The company also sought DCGI nod for phase three study of Intranasal vaccine in the 5-18 age group.
Recently, the Drugs Controller General of India(DCGI) on Tuesday has given emergency use authorization (EUA) to Bharat Biotech for the intranasal vaccine.
"Bharat Biotech International Limited (BBIL), a global leader in vaccine innovation and developer of vaccines for infectious diseases, today announced that iNCOVACC (BBV154), has received approval under Restricted Use in Emergency Situation for ages 18 and above," said Bharat Biotech in a statement
"iNCOVACC is a recombinant replication-deficient adenovirus vectored vaccine with a pre-fusion stabilized spike protein. This vaccine candidate was evaluated in phase I, II and III clinical trials with successful results. iNCOVACC has been specifically formulated to allow intranasal delivery through nasal drops. The nasal delivery system has been designed and developed to be cost-effective in low- and middle-income countries," It said further.
"We are proud to announce the approval of iNCOVACC, a global game changer in Intra Nasal vaccines technology and delivery systems. Despite the lack of demand for COVID-19 vaccines, we continued product development in intra-nasal vaccines to ensure that we are well prepared with platform technologies for future infectious diseases. We thank the Ministry of Health, the CDSCO, the Dept of Biotechnology Govt of India, and Washington University St. Louis for their support and guidance. iNCOVACC has been designed for efficient distribution and easy administration," said Dr Krishna Ella, Chairman & Managing Director, Bharat Biotech
The intranasal vaccine is a heterologous booster dose, "Clinical trials were conducted to evaluate iNCOVACC as a primary dose schedule, as a heterologous booster dose for subjects who have previously received 2 doses of the two commonly administered covid vaccines in India," read the statement issued by the company.
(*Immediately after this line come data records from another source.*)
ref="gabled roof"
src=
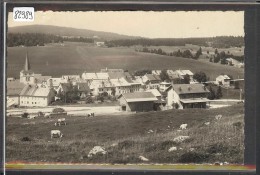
[20,85,50,97]
[169,84,209,94]
[6,80,25,96]
[118,92,158,102]
[60,83,72,92]
[217,75,231,80]
[77,82,90,92]
[146,89,162,97]
[144,74,161,81]
[100,68,124,73]
[82,72,109,80]
[108,72,131,79]
[175,70,193,76]
[34,74,51,83]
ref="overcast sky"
[8,11,244,38]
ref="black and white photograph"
[5,10,245,166]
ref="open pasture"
[7,43,244,80]
[6,104,244,163]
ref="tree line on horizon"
[105,36,244,48]
[7,33,94,47]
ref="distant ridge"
[8,25,142,40]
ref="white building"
[216,75,231,87]
[110,78,141,95]
[20,53,36,84]
[19,84,55,107]
[152,70,162,75]
[142,74,161,89]
[159,82,171,92]
[81,72,109,81]
[166,84,209,109]
[6,80,25,107]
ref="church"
[20,52,36,84]
[19,53,55,107]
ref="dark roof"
[6,80,25,96]
[77,82,90,92]
[108,72,131,79]
[20,85,50,97]
[145,74,161,81]
[172,84,209,94]
[119,92,157,102]
[34,74,51,83]
[21,70,34,74]
[60,83,71,91]
[169,74,182,80]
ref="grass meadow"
[7,43,244,80]
[6,104,244,164]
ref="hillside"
[7,43,244,80]
[8,25,140,40]
[6,104,244,164]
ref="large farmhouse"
[118,92,158,112]
[216,75,231,87]
[166,84,209,109]
[142,74,161,89]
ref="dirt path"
[7,106,122,115]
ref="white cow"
[180,123,188,130]
[54,118,67,126]
[215,115,222,120]
[51,130,63,139]
[204,122,210,126]
[139,156,149,162]
[44,113,51,118]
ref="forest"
[106,36,244,48]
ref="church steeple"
[24,51,31,71]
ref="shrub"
[52,108,65,113]
[233,122,243,129]
[118,140,136,149]
[206,143,227,154]
[178,152,210,163]
[21,137,31,142]
[22,112,29,118]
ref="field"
[137,44,244,56]
[7,43,244,80]
[6,104,244,164]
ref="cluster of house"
[7,55,236,111]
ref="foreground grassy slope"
[6,104,244,163]
[7,43,244,80]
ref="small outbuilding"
[118,92,158,112]
[216,75,231,87]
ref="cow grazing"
[139,156,149,162]
[215,115,222,120]
[204,122,210,126]
[54,118,67,126]
[88,112,95,117]
[44,113,51,118]
[180,123,188,130]
[51,130,63,139]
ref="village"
[6,53,244,117]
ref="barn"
[118,92,158,112]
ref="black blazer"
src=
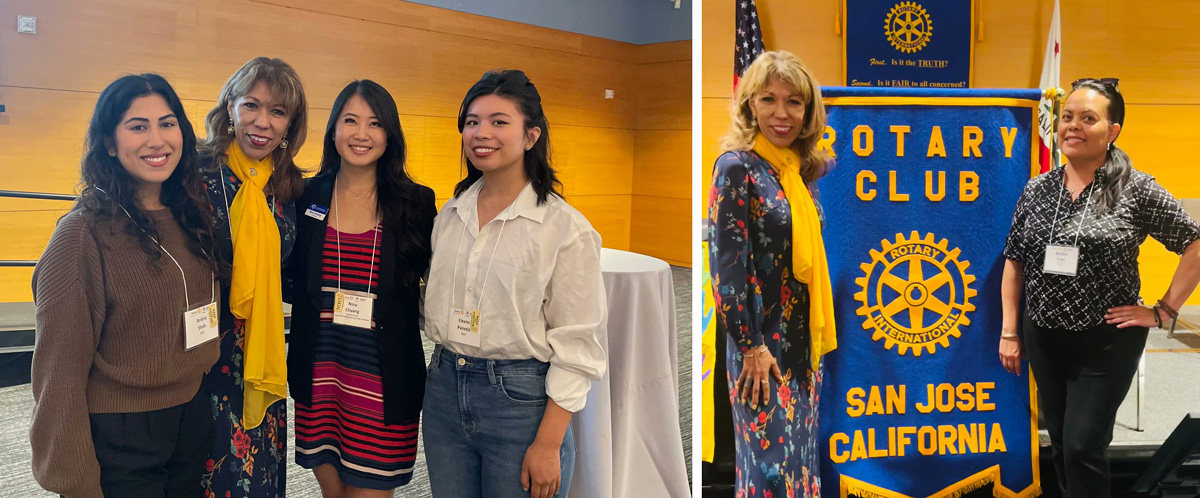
[287,169,438,425]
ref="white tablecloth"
[570,248,691,498]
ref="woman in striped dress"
[288,80,437,497]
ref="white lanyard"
[1046,172,1096,247]
[450,180,529,310]
[334,180,379,294]
[120,205,217,312]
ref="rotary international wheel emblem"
[854,232,976,356]
[883,1,934,54]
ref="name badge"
[1042,245,1079,277]
[184,302,221,349]
[334,293,374,329]
[304,204,329,220]
[450,308,480,348]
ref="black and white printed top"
[1004,167,1200,330]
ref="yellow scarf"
[226,143,288,430]
[754,133,838,370]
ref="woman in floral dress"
[199,58,308,498]
[706,52,836,498]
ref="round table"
[569,248,691,498]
"Immunogenicity was evaluated through serum neutralizing antibodies by PRNT assays and serum IgG's through ELISA's. To evaluate vaccines taken through the intranasal route, IgA's were evaluated by ELISA in serum and saliva. The evaluation was also carried out for the ability iNCOVACC to elicit long-term memory T and B cell responses against the ancestral and omicron variants," it said
The vaccine development data will be submitted to peer-reviewed journals, "iNCOVACC was evaluated to determine its impact on safety. The reactogenic events and adverse events that were documented during the trial were highly comparable to published data from other covid-19 vaccines. Product development data will be submitted to peer-reviewed journals and will be made available in the public domain."
iNCOVACC is stable at 2-8°C for easy storage and distribution. Bharat Biotech has established large manufacturing capabilities at multiple sites across India, including Gujarat, Karnataka, Maharashtra and Telangana with operations pan India.
The regulator approved the vaccine for primary immunisation of those above 18 years, Union Health Minister Dr Mansukh Mandaviya tweeted.
"Big Boost to India's Fight Against COVID-19! Bharat Biotech's ChAd36-SARS-CoV-S covid-19 (Chimpanzee Adenovirus Vectored) recombinant nasal vaccine approved by @CDSCO for primary immunization against COVID-19 in the 18+ age group for restricted use in an emergency situation," Mansukh Mandaviya tweeted.
According to Dr NK Arora, Chairperson COVID-19 working group, the NTAGI Intranasal vaccine will be another feather in India's fight against COVID-19.
He spoke to ANI and said, "Nasal COVID-19 vaccine approved today is first of its kind globally- it is another feather in India's fight against COVID-19. The vaccine uses a novel approach and is likely to influence the transmission of the virus. The vaccine will be available for both primary and booster dose with completion of all regulatory requirements."